Feb. 28, 2000


Professors David Rosand and Elaine Sisman Honored for Service to the Core Curriculum

By A. Dunlap-Smith

David Rosand

For their work as both teachers and administrators of the Core, professors Elaine Sisman and David Rosand were each presented with a Distinguished Service to The Core Curriculum Award at a Thursday, Feb. 17, ceremony in the Heyman Center for the Humanities.

Director of the Heyman Center and John Mitchell Mason Professor Emeritus William Theodore de Bary, the evening's master of ceremonies, explained to the 60 colleagues and friends gathered in the center's Common Room that the Distinguished Service to the Core Curriculum Award is given annually since 1993-1994 to recognize that the "Core needs support outside of the classroom as well as effective teaching in order to maintain its health and to enable it to flourish within a competitive University context."

De Bary underscored the award's function as an honor for service to the Core, not for excellence in teaching alone. Service to the Core is defined as chairing one of its courses, serving on one of its committees, participating in gatherings devoted to topics about it and publishing work on its nature and purposes.

Rosand received his award from Vice President of Arts and Sciences David Cohen and Sisman from Dean of Columbia College Austin Quigley, both of whom praised their respective recipients' tireless and selfless work in support of the Core, behind the scenes work that is not often recognized.

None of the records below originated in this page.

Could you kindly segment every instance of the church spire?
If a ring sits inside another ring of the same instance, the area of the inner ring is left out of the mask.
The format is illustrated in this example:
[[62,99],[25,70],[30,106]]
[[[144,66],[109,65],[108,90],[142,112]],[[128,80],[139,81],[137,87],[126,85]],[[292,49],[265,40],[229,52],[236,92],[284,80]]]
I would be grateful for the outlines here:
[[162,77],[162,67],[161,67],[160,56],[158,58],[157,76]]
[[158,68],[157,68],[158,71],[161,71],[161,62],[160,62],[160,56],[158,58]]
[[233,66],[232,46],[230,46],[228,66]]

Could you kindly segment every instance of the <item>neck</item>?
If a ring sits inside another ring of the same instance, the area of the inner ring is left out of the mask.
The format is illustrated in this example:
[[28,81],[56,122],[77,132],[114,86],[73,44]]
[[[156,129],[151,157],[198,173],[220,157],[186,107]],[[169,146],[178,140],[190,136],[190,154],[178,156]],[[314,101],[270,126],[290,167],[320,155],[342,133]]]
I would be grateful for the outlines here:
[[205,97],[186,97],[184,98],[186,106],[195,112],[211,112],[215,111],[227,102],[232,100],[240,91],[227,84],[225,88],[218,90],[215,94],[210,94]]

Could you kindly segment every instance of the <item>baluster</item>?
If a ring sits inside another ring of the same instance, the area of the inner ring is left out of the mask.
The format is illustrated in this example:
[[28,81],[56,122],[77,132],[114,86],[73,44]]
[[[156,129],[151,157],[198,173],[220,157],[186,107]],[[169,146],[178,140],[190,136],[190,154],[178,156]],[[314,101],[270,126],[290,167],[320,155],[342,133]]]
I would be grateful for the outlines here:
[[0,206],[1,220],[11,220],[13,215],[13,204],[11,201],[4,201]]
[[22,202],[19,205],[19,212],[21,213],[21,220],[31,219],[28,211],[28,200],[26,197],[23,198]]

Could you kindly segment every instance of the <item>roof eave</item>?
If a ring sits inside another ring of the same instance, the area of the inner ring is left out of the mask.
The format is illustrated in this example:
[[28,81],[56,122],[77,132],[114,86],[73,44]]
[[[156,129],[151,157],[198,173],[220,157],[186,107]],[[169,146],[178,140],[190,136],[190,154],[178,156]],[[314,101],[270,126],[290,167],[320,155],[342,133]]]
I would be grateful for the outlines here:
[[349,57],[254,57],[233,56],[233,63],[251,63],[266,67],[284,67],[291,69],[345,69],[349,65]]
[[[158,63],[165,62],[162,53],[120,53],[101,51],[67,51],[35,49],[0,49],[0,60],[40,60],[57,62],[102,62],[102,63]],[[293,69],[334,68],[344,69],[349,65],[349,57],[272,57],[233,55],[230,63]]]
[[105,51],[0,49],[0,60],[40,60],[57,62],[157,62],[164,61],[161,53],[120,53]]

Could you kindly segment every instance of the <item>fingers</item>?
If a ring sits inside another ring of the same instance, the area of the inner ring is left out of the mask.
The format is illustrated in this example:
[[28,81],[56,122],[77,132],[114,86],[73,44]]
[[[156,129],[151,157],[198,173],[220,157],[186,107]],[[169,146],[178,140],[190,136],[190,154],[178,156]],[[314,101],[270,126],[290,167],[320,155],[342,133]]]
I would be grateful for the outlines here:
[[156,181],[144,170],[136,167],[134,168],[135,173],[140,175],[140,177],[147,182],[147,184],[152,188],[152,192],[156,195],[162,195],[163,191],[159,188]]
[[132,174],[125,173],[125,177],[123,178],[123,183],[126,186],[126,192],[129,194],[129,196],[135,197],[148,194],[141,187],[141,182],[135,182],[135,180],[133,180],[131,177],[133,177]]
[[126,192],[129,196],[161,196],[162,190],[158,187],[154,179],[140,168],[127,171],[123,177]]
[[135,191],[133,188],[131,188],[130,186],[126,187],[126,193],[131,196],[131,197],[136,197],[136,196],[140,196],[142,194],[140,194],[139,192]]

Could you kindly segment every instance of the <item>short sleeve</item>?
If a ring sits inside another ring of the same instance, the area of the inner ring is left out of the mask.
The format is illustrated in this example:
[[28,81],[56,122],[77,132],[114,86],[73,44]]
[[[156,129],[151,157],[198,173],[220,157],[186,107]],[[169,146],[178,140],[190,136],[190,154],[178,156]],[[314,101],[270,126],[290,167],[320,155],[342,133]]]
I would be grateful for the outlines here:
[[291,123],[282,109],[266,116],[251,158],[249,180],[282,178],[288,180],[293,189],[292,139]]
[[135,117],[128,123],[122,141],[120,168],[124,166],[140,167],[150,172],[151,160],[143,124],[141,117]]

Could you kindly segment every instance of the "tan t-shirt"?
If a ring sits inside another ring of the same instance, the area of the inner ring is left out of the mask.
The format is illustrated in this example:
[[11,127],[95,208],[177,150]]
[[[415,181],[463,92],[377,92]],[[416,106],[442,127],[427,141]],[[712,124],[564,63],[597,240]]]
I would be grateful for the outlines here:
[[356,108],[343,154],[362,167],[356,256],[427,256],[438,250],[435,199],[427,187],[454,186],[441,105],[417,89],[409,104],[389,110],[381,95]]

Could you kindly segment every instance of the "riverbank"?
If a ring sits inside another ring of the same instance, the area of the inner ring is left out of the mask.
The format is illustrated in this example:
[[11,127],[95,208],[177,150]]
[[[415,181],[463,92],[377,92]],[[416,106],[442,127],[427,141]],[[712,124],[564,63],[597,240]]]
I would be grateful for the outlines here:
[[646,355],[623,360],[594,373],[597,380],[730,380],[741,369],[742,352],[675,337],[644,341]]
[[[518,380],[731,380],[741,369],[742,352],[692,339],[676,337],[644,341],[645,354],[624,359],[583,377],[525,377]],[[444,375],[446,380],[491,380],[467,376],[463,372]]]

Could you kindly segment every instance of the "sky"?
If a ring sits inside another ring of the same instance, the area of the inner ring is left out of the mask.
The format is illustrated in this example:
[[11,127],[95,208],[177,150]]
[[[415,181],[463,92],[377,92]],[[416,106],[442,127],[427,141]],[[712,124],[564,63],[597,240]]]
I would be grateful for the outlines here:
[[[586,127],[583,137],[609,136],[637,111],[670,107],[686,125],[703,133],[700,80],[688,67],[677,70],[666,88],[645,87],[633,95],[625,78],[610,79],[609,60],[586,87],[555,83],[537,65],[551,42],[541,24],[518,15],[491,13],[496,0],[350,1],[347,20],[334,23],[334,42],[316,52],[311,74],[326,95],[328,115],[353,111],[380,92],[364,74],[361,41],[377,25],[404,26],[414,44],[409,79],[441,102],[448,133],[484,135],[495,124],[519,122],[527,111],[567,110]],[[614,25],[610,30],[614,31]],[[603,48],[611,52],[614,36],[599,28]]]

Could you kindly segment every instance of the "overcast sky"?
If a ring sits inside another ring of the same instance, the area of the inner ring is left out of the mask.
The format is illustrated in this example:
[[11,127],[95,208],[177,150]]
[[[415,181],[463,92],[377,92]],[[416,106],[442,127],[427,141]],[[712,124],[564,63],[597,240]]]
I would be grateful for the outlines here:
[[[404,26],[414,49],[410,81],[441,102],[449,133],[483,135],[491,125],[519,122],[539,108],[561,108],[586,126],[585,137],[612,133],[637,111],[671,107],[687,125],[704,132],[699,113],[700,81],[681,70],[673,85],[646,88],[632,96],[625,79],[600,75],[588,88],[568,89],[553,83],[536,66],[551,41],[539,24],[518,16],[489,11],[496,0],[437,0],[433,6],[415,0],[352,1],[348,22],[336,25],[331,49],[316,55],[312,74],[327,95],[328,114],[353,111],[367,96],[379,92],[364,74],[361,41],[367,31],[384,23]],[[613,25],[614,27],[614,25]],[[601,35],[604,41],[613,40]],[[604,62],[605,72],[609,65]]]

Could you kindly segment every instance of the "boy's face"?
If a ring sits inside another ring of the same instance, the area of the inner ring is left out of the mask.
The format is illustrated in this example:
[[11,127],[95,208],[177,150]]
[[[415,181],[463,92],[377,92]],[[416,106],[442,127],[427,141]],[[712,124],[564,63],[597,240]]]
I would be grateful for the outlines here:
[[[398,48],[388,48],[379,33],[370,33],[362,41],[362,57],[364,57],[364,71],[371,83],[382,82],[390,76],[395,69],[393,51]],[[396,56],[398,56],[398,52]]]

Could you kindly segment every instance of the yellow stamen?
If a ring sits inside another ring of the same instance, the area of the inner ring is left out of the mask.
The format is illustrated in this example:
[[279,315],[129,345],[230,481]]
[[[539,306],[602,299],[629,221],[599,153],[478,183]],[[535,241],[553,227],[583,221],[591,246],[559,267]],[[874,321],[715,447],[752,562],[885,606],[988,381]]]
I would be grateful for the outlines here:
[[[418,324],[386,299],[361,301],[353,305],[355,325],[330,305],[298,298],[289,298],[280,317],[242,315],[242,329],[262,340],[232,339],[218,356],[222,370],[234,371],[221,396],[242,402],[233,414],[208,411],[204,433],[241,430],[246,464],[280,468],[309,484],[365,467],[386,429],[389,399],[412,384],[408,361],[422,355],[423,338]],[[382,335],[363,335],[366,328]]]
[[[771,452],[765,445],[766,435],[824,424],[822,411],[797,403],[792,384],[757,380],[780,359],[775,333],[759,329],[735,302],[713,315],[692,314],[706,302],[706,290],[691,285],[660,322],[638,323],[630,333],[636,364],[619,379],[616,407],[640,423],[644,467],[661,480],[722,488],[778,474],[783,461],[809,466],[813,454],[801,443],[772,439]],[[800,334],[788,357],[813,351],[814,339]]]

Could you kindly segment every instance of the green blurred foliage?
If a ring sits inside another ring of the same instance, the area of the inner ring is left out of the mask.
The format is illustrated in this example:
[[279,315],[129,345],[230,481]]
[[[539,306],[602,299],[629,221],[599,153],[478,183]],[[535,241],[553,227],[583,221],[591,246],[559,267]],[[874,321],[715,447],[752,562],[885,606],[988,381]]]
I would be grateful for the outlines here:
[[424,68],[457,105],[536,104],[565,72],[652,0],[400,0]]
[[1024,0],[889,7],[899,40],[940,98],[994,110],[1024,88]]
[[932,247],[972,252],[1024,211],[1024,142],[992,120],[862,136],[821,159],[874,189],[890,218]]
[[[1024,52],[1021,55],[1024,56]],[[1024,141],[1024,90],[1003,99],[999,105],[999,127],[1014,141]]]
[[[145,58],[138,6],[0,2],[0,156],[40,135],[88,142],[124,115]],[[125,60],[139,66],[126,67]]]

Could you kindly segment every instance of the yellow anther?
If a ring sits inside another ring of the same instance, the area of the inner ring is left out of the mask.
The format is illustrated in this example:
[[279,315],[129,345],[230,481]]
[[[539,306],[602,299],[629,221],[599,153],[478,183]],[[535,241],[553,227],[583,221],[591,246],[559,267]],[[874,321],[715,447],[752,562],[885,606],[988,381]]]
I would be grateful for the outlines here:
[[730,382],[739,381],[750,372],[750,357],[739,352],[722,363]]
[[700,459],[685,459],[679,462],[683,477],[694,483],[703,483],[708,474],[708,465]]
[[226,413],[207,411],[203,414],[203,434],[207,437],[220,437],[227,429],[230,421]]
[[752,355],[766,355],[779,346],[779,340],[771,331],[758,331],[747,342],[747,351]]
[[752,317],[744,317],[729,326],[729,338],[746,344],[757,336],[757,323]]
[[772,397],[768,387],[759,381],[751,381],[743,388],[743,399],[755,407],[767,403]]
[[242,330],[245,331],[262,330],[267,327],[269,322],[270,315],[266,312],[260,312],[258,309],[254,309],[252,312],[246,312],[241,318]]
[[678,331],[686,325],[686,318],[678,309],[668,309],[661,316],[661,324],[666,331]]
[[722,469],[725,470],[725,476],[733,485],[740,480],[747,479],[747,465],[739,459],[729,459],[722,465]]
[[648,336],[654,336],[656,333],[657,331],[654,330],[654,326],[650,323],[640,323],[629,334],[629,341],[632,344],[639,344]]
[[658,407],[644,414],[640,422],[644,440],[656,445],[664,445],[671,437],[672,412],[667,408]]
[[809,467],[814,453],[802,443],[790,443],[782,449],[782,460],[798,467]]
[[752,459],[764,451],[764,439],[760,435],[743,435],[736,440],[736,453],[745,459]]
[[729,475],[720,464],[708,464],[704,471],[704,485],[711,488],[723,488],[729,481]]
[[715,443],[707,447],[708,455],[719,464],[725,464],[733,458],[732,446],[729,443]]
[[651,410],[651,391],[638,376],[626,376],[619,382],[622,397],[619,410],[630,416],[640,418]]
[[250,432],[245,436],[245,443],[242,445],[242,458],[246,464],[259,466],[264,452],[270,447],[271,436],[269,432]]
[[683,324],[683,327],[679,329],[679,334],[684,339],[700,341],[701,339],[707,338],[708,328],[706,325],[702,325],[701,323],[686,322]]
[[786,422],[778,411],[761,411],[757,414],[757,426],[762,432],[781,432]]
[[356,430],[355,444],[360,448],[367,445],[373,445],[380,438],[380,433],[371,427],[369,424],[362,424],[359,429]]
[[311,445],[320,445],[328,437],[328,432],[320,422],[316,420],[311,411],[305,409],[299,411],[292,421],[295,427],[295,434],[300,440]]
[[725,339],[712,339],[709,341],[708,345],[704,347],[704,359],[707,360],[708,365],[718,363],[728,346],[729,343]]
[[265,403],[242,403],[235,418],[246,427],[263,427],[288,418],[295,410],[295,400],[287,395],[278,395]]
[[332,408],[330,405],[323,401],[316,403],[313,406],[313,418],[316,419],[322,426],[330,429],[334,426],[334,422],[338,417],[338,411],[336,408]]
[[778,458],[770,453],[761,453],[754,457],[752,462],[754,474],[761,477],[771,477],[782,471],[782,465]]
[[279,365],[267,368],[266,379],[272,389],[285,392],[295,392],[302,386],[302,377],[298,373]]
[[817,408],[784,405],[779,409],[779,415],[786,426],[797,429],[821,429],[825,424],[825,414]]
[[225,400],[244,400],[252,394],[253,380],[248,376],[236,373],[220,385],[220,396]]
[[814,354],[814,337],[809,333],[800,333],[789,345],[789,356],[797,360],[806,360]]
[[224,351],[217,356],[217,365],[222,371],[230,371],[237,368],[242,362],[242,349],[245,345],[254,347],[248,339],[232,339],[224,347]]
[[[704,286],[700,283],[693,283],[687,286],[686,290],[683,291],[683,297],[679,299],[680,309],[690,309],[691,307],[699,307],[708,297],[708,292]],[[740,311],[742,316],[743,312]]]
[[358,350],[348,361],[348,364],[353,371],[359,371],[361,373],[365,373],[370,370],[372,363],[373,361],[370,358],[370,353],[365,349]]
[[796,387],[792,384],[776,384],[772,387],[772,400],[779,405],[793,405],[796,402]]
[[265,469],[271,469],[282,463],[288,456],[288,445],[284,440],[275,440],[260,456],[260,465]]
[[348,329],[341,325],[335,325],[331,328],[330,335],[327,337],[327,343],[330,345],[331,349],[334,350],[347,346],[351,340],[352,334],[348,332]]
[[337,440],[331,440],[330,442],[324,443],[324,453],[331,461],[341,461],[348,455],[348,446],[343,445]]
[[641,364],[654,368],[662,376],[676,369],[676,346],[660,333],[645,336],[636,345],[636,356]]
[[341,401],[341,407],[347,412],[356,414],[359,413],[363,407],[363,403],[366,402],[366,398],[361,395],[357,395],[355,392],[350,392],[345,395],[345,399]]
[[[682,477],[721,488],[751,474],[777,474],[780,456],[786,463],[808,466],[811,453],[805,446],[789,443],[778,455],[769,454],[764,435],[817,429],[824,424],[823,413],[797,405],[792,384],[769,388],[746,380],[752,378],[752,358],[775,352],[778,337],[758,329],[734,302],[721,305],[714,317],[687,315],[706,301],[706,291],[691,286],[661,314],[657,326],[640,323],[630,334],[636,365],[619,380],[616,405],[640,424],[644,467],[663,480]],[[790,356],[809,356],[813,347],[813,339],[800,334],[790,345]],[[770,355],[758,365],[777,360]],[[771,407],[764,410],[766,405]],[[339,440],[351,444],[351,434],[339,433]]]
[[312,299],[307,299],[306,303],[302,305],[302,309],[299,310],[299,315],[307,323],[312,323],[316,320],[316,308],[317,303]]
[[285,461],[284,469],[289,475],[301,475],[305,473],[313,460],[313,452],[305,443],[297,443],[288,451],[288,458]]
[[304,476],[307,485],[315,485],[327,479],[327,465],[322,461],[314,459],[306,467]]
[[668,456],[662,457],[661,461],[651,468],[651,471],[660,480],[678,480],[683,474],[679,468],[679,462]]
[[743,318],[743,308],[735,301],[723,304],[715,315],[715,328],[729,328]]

The recipients graciously demurred, however. Instead of selfless, Rosand called his involvement with the Core the "most selfish--in terms of self-fulfilling--thing I've done." It was through the Core, Sisman said, that "I fell in love with Columbia."

Elaine Sisman

Rosand, Meyer Schapiro Professor of Art History and Archaeology, knows the Core from both sides of the classroom. Before teaching Art Humanities as a doctoral candidate in art history at Columbia in 1964, he studied it in the College during the late-50s (CC'59). Rosand is presently at work on the Raphael Project, which introduces electronic media into the Core's Art Humanities.

He is the author of several books, among them Robert Motherwell on Paper (1997), Painting in Cinquecento Venice (1982) and Titian and the Venetian Woodcut (1976).

A professor of music, Sisman has 15 years of leading music humanities classes to her credit, four of which as the Core course's chair. She arrived at Columbia in 1982 from the University of Michigan, Ann Arbor, where she taught after earning her PhD in music from Princeton. Sisman, a specialist in Viennese music--especially of the Classical and Romantic periods, is the author of Haydn and the Classical Variation (1993), Mozart: "Jupiter" Symphony (1993) and Haydn and His World (1997).

She currently serves on the executive committee of Arts and Sciences.